Crescendo deitam ramos, e os ramos outros ramos,
e deles nascem folhas, e as folhas multiplicam-se.
Depois, por entre as folhas, vão-se esboçando as flores,
e então crescem as flores, e as flores produzem frutos,
e os frutos dão sementes,
e as sementes preparam novas árvores.
E tudo sempre a sós, a sós consigo mesmas.
Sem verem, sem ouvirem, sem falarem.
Sós.
De dia e de noite.
Sempre sós.
Os animais são outra coisa.
Contactam-se, penetram-se, trespassam-se,
fazem amor e ódio, e vão à vida como se nada fosse.
As árvores não.
Solitárias, as árvores,
exauram terra e sol silenciosamente.
Não pensam, não suspiram, não se queixam.
Estendem os braços como se implorassem;
com o vento soltam ais como se suspirassem;
e gemem, mas a queixa não é sua.
Sós, sempre sós.
Nas planícies, nos montes, nas florestas,
a crescer e a florir sem consciência.
Virtude vegetal viver a sós
e entretanto dar flores.
(Antônio Gedeão)
Fotos, desenhos, poemas, lembranças, rabiscos, experimentos em um sótão... Como diria Cecilia Salles em “Gesto Inacabado”, essas foram algumas das minhas pegadas deixadas durante o processo de criação da célula “coluna vertebral”.
Aos leitores ocasionais, a célula “coluna vertebral” diz respeito ao primeiro trabalho proposto pela professora Rosemeri Rocha na disciplina de Composição Coreográfica I do curso de Dança da Faculdade de Artes do Paraná.
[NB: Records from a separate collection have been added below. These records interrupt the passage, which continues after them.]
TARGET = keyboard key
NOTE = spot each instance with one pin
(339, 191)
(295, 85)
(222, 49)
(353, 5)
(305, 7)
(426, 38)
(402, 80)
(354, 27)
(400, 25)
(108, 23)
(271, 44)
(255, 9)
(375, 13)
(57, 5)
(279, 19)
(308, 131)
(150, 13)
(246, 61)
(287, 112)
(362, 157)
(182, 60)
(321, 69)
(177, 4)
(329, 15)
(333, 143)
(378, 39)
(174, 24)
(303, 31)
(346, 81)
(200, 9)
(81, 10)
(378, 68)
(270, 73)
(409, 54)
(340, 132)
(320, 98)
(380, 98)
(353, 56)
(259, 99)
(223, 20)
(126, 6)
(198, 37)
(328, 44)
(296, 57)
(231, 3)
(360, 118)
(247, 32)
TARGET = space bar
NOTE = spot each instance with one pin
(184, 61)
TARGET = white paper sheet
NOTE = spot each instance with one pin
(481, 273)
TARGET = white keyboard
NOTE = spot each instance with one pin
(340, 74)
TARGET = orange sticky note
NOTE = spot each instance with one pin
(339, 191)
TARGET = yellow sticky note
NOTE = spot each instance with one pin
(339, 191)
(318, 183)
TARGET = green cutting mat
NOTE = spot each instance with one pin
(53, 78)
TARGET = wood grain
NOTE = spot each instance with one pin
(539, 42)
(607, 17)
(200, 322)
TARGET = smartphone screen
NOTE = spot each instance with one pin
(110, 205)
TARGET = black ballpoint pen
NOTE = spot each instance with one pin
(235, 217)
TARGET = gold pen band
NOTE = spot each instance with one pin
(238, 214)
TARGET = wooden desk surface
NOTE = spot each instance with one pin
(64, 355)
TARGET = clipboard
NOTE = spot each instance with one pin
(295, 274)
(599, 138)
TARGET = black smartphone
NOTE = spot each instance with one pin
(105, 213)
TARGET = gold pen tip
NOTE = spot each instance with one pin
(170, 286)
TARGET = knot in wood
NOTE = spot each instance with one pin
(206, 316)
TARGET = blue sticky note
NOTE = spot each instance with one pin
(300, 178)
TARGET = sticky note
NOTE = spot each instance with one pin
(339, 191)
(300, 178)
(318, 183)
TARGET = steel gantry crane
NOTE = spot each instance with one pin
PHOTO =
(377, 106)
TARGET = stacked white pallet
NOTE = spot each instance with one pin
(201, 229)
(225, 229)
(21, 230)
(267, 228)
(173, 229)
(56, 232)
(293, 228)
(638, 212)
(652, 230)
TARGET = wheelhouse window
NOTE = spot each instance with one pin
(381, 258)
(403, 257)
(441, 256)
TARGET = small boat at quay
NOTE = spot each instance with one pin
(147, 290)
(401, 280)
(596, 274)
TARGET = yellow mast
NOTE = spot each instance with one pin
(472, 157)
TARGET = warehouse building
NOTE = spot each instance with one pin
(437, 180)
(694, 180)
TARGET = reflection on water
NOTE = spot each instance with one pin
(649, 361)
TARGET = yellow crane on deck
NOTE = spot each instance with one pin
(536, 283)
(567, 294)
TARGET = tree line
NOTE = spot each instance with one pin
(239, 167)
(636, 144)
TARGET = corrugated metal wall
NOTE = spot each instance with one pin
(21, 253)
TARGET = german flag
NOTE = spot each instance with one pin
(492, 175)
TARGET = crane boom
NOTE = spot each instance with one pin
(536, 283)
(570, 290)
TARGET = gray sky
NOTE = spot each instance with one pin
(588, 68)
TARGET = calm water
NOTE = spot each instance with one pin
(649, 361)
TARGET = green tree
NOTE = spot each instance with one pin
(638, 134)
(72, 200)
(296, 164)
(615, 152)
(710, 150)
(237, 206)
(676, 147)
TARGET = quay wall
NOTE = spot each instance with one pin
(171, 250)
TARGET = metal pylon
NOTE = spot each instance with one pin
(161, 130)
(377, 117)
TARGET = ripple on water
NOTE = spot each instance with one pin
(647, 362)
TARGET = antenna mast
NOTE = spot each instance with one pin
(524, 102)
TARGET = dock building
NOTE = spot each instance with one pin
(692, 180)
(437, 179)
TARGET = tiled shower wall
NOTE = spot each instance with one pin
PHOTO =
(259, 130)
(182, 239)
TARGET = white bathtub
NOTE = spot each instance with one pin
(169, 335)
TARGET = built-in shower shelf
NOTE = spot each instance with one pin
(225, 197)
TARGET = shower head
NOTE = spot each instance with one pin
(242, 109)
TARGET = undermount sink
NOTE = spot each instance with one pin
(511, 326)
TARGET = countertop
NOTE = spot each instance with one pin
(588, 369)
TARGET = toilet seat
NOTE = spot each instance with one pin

Em suma, se tratava de compor uma partitura de movimento a partir das relações estabelecidas por cada um de nós (alunos) com o tema central: “coluna vertebral”.
Minhas relações partiram da medula espinhal, não necessariamente da constituição óssea sugerida. Essa estrutura nervosa com todas as suas ramificações, bifurcações, tramas, redes, similar a estrutura dos tecidos de condução das seivas bruta e elaborada das árvores ficou como minha referência. Por sua vez, essas duas imagens trouxeram outro apontamento, a de uma árvore genealógica. Essa, enfim, se tornou a idéia central da minha partitura.
De acordo com Rosa Hércoles em “Corpo e Dramaturgia”, o conceito (mente) e o processo (corpo), são indissociáveis, se formulam e se definem concomitantemente, dialeticamente. Partindo dessa premissa, laboratórios e reflexões se deram simultaneamente, se alterando na mesma freqüência. Os conceitos, a idéia de árvore genealógica - a minha especialmente, ia se transformando durante as experimentações, durante os processos, da mesma forma que os processos iam sendo modificados, a partir dos novos conceitos que iam sendo estabelecidos.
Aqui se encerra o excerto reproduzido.